Preparation of an improved hydrophilic monolith to make trypsin-immobilized microreactors

- Highly hydrophilic HEMA-MBA monoliths prepared with high monomer content reduce protein adsorption.
- HEMA-MBA monoliths with new porogen composition allow high density of functional groups for trypsin immobilization.
- Trypsin-immobilized microreactors show excellent homogeneity across 8 cm based on hydrolysis activity.
- Trypsin immobilized via spacer arm shows greater digestion ability and specificity then trypsin immobilized directly.

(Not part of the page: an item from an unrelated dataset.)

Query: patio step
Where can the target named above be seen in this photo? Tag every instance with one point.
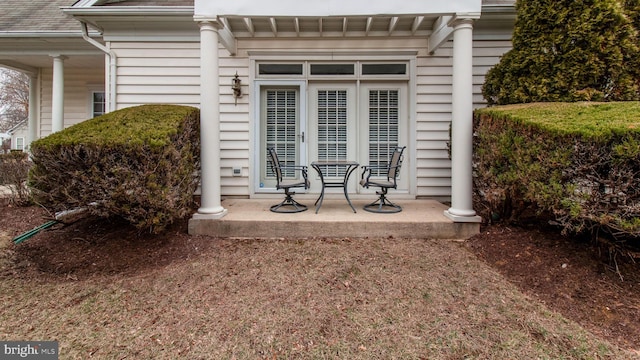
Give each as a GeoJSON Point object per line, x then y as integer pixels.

In the present work the preparation of capillary-based microreactors with immobilized trypsin was investigated. The monolithic support was synthesized from 2-hydroxyethyl methacrylate (HEMA) as a functional monomer and N,N′-methylenebis(acrylamide) (MBA) as a hydrophilic crosslinker. Two monomers contents in the polymerization mixture (27% and 35%) at the ratio of HEMA:MBA = 3:2 were tested. The results indicated that the heated mixture of the above monomers and the porogen consisting of 40% 1-decanol, 40% 2-propanol and 20% water was the most appropriate polymerization mixture for preparation of HEMA-MBA copolymer. The elaborated novel procedure of HEMA-MBA hydrophilic monolith preparation allowed for the introduction of higher monomers content compared to earlier literature data. The obtained monolith exhibited lower adsorption of BSA in comparison with the commonly used glycidyl methacrylate-co-ethylene dimethacrylate (GMA-EDMA) material. In the second step, the covalent enzyme attachment on the hydroxyl groups via 1,1′-carbonyldiimidazole activation was performed. Two immobilization techniques were tested. The first approach involved direct trypsin attachment to the hydroxyl groups of two-carbons HEMA chain (microreactor T1). In the other strategy, 5-amino-1-pentanol was employed to form a twelve-atom spacer arm (microreactor TS1). The prepared microreactor s activities and specificities were evaluated using low molecular weight trypsin substrate (Nα-benzoyl-l-arginine ethyl ester (BAEE)) and bovine serum albumin (BSA). The chromatographic analysis of the eluates from T1 and TS1 microreactors indicated that the microreactor T1 showed higher activity toward the BAEE than the microreactor TS1. However, the BSA digestion and subsequent MALDI-TOF MS (Matrix-assisted laser desorption/ionization time-of-flight mass spectrometry) analysis of the collected eluates resulted in a sequence coverage of 43.9% and 35.7% in the case of TS1 and T1 microreactors, respectively.